Magistrado ponente: Martha Patricia Guzmán Álvarez

Ley 527 de 1999

9 Radicación n° 11001-22-10-000-2025-00588-01 MARTHA PATRICIA GUZMÁN ÁLVAREZ Magistrada Ponente STC8074-2025 Radicación n° 11001-22-10-000-2025-00588-01 (Aprobado en sesión de cuatro de junio de dos mil veinticinco) Bogotá D.C., cuatro (4) de junio de dos mil veinticinco (2025). Decide la Corte la impugnación de la sentencia proferida por la Sala de Familia del Tribunal Superior del Distrito Judicial de Bogotá el 12 de mayo de 2025, en la acción de tutela interpuesta por Angie Pauline Salazar Angarita contra el Juzgado Catorce de Familia de esta ciudad, trámite al cual fueron vinculadas las partes e intervinientes en el proceso declarativo de unión marital de hecho con radicado n° 2023-00296.
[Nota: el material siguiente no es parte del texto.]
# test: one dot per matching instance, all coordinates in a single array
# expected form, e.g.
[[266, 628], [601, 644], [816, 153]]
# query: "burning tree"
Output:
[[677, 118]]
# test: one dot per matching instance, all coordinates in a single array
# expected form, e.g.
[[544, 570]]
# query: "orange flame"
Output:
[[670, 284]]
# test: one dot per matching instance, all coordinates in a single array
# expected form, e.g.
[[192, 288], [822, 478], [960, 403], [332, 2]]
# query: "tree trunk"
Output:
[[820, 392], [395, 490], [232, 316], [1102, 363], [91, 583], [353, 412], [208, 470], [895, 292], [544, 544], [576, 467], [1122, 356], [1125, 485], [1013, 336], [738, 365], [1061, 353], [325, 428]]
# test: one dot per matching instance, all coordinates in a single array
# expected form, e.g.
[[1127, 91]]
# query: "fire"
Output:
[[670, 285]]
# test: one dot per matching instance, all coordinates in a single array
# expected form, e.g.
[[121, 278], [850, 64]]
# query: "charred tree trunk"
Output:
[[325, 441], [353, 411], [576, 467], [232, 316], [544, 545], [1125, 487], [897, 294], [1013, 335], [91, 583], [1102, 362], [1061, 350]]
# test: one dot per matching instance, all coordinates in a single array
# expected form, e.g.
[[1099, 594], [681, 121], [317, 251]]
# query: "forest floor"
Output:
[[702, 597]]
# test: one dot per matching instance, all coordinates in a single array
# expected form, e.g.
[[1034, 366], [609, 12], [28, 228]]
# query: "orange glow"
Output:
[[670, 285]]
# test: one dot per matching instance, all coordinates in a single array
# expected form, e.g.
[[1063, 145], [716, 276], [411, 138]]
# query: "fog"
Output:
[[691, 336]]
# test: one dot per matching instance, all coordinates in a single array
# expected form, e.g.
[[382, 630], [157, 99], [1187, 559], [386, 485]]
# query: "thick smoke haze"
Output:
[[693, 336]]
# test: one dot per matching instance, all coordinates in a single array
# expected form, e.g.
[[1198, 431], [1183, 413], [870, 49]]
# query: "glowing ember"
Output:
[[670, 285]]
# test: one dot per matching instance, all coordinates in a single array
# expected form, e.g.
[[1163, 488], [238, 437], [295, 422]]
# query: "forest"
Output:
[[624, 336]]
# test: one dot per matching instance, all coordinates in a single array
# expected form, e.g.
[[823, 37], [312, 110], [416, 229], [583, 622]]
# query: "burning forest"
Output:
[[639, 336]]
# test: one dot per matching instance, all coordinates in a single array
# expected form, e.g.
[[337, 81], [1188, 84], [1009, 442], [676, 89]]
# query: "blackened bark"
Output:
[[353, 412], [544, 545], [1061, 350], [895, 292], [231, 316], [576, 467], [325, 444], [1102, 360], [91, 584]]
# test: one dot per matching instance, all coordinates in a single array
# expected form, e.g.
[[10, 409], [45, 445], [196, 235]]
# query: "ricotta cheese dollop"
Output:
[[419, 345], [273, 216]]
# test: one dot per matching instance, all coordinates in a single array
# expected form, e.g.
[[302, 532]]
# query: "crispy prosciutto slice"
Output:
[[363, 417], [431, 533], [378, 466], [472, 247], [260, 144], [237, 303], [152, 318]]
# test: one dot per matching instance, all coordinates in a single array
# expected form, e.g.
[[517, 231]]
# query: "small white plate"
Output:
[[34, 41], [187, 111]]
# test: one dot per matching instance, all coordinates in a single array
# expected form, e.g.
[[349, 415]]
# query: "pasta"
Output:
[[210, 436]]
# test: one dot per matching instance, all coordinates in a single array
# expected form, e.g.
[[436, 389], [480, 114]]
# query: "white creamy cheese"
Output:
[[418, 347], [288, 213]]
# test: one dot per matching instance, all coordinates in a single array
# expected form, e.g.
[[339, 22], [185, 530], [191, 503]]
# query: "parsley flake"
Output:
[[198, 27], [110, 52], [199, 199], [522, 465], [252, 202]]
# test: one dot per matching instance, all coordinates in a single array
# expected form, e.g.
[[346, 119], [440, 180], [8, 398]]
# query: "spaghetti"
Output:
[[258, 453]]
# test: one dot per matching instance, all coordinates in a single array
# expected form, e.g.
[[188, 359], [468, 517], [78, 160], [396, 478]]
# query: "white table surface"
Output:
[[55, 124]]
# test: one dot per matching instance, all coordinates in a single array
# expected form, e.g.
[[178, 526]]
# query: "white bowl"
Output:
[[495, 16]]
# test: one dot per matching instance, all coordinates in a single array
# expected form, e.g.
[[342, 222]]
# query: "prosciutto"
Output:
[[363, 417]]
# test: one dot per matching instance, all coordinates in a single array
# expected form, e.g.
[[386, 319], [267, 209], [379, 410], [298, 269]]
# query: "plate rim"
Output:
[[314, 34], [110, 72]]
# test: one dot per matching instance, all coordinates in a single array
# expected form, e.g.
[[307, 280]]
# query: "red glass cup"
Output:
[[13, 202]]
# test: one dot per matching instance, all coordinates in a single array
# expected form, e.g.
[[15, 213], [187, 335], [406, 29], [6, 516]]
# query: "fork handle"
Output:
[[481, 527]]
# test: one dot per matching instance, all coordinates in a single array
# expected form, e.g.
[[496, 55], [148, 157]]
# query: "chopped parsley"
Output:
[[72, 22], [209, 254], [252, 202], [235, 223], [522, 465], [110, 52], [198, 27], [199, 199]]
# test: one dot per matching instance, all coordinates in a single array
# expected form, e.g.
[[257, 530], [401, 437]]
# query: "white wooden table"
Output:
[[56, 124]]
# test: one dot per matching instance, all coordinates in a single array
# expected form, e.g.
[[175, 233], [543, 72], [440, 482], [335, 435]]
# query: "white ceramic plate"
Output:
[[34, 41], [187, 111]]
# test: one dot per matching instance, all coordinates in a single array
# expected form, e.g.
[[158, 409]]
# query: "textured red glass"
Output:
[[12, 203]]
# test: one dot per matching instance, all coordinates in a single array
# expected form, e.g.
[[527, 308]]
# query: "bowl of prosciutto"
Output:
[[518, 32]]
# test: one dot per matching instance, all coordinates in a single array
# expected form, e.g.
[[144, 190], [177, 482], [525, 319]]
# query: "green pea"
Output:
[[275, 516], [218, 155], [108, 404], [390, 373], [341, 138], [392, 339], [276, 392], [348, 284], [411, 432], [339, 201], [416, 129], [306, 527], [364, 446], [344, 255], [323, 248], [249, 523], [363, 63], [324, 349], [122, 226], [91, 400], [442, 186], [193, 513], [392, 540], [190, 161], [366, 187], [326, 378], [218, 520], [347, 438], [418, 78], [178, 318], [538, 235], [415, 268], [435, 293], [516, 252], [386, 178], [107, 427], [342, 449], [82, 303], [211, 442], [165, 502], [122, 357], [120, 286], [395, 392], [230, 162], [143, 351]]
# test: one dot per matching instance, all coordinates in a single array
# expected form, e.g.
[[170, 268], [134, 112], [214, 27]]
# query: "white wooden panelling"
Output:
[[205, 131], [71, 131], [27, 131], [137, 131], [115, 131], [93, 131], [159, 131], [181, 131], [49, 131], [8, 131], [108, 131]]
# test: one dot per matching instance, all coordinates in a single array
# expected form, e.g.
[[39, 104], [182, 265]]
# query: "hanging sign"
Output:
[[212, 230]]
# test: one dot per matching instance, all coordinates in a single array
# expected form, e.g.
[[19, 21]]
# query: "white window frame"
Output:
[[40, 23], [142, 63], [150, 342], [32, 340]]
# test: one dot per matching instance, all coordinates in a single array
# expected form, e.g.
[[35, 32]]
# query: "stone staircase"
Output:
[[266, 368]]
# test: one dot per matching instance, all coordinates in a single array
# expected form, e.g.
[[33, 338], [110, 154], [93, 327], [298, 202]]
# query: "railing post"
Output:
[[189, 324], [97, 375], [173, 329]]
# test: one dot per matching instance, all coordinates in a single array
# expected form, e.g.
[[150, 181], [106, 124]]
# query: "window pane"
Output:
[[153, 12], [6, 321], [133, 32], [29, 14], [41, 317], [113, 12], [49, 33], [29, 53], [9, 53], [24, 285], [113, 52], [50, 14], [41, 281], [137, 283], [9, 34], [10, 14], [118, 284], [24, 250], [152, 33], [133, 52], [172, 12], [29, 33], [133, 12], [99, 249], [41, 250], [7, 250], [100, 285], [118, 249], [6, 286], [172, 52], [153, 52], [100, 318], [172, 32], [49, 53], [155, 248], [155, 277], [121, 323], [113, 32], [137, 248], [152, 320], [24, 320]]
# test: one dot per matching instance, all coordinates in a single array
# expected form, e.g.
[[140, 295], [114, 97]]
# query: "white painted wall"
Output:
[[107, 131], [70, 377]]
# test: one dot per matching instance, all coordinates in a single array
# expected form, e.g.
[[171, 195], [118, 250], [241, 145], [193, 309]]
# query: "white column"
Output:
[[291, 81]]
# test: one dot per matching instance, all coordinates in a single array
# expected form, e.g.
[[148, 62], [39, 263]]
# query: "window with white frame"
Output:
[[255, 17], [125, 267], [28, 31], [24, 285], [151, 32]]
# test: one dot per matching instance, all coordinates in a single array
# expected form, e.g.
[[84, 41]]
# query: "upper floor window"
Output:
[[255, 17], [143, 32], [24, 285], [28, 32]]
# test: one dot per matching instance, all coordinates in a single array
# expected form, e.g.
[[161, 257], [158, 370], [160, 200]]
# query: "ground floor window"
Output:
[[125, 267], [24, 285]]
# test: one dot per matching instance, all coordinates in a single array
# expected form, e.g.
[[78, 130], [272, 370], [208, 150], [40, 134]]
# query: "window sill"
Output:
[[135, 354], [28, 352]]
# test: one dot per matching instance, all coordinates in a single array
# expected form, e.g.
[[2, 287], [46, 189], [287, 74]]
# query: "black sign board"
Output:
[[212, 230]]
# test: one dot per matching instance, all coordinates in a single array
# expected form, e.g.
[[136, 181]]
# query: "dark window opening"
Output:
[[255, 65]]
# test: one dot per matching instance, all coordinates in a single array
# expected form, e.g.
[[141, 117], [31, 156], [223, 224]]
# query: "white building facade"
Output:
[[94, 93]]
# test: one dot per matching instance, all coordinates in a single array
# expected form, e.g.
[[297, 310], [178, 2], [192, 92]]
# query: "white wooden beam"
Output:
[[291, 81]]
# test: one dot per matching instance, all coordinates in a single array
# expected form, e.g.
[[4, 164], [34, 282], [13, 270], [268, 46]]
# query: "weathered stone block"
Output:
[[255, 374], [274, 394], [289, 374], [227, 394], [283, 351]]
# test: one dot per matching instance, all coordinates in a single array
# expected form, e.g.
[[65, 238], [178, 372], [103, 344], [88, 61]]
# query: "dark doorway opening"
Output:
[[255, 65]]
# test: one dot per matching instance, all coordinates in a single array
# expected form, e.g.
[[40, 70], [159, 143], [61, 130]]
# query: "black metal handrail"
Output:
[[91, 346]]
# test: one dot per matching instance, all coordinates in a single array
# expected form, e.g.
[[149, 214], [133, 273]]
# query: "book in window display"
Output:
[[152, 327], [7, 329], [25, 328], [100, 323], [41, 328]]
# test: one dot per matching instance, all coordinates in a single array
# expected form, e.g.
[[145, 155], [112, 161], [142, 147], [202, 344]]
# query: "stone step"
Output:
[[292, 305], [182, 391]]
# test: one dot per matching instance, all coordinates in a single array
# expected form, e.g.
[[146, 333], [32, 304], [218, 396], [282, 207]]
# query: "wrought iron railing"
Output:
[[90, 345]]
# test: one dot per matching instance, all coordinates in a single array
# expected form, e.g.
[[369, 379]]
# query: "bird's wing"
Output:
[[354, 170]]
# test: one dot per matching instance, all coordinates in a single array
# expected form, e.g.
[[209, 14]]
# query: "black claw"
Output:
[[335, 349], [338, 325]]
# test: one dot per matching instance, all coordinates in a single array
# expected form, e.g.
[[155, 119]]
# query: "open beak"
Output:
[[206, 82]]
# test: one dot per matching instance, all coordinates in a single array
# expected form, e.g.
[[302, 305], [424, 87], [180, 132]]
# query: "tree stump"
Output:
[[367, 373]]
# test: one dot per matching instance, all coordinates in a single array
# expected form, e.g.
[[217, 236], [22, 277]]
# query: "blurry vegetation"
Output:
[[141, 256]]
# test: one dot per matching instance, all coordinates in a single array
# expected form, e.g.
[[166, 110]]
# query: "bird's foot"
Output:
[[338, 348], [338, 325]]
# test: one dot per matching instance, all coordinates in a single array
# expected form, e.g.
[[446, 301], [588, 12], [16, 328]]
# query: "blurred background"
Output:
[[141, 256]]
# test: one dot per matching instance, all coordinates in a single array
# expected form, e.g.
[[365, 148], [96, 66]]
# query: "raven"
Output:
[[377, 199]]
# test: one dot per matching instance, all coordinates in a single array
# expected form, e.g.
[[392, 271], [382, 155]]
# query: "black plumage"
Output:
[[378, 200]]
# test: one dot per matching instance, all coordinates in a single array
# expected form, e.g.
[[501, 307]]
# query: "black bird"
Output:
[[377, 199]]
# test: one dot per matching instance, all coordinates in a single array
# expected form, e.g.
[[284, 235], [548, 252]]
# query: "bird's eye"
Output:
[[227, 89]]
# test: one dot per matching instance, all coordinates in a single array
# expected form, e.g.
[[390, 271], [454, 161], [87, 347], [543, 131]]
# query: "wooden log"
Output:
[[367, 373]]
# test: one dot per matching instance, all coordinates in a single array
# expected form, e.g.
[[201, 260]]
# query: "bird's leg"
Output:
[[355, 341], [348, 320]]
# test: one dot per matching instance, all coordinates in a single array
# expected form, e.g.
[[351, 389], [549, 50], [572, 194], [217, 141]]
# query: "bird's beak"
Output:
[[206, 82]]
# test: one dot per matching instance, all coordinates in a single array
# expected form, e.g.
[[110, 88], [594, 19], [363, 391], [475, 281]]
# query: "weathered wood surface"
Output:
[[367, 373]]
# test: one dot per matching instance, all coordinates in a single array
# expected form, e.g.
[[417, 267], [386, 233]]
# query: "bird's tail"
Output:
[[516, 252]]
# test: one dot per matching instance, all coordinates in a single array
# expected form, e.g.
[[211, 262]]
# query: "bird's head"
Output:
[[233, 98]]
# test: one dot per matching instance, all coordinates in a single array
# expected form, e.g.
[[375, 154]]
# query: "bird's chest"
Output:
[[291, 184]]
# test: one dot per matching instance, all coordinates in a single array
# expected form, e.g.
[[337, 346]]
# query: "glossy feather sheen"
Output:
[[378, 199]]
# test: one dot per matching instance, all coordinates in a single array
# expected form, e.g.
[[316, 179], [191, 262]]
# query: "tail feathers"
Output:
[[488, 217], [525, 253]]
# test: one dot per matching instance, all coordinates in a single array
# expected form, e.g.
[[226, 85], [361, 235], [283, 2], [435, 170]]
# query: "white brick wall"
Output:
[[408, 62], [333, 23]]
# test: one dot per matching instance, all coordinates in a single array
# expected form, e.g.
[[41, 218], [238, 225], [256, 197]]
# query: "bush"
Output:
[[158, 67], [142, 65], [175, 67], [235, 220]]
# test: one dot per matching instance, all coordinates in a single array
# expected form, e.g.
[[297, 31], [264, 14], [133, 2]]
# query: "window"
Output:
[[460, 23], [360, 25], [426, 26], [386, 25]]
ANTECEDENTES 1. La solicitante, a través de apoderada judicial, invocó la protección de los derechos fundamentales al debido proceso e igualdad, presuntamente vulnerados por la autoridad judicial accionada. Manifestó que Blanca Cecilia Cadena Ávila inició proceso de declaración de unión marital de hecho y, disolución y liquidación de sociedad patrimonial en su contra, como única heredera determinada de su padre César Augusto Salazar Monsalve, asunto tramitado ante el Juzgado Catorce de Familia de Bogotá. Expuso que, una vez notificada, contestó la demanda, en la que de manera preliminar advirtió que se presentaba un incumplimiento por parte de la demandante en la carga que impone el artículo 212 del Código General del Proceso, sobre la técnica para pedir las pruebas testimoniales, razón por la cual solicitó al despacho no tener en cuenta los testimonios pedido por la demandante.

Afirmó que, además, la demandante al descorrer el traslado de las excepciones, solicitó sin la técnica requerida, la comparecencia de otros testigos, petición a la que accedió el Juzgado accionado en la audiencia celebrada el 24 de abril de 2025, puesto decretó la práctica de los testimonios de José Alejandro Merizalde, Leidy Viviana Salazar, Gladys Porras, Oscar Dayron Salazar, Doris Stella Pedreros Lemus, Deiby Estefan Niño Arcila y Beatriz del Socorro Serna.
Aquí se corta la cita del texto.